Twenty-five percent of people who lost employer-sponsored health insurance were able to find another source of health insurance coverage, while 14 percent continued their job-based coverage through COBRA

But purchasing individual coverage turned out to not be a viable option for many. The study found that an estimated 26 million adults bought, or tried to buy, health insurance on the individual insurance market in the past three years but 16 million of them found it very difficult or impossible to find a plan they could afford. An estimated nine million said they were turned down or charged a higher price because of a health problem, or had a preexisting condition excluded from their coverage.

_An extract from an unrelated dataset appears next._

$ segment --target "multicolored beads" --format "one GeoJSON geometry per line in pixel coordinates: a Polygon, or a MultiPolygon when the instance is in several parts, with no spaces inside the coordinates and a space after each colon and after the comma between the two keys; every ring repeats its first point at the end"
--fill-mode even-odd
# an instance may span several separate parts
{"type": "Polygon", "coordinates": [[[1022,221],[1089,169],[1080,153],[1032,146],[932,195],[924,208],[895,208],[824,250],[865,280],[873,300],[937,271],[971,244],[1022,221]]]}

According to the survey, an estimated 52 million American adults were uninsured at some point during 2010, compared to 38 million in 2001. Adults in families with low and moderate incomes were the most likely to be uninsured; 54 percent of lower-income adults (under $22,050 for a family of four) and 41 percent of moderate-income adults ($22,050 to $44,100 for a family of four) were uninsured for some time during the year, compared with 13 percent of adults with higher incomes.

According to the survey, 73 million people reported problems paying their medical bills or were paying off medical debt and quarter of adults with chronic conditions who took medications skipped their medications or didn’t fill a prescription because of cost.

“The survey shows that over the last decade, increasing numbers of people across the income spectrum went without health insurance, avoided timely health care because it was too expensive, and struggled with medical debt,” said Sara Collins, Commonwealth Fund vice president and study author. “Millions of working families reported making difficult trade-offs between paying off their medical debt, buying other life necessities, and saving for the future.”

She said the federal health reform signed into law by President Barack Obama will help “ensure that families will have the financial means to get the health care that they need, both in good economic times and bad.”

That law aims to expand health insurance to more than 30 million people. Some provisions of the new law including one allowing young adults to stay on their parents’ policies have gone into effect but most of its requirements including insurance exchanges for purchasing health plans do not go into effect until 2014.

The law has come under fire from Republicans as hurting job growth and it is being challenged in the courts as unconstitutional. The legal challenges are expected to eventually reach the U.S. Supreme Court.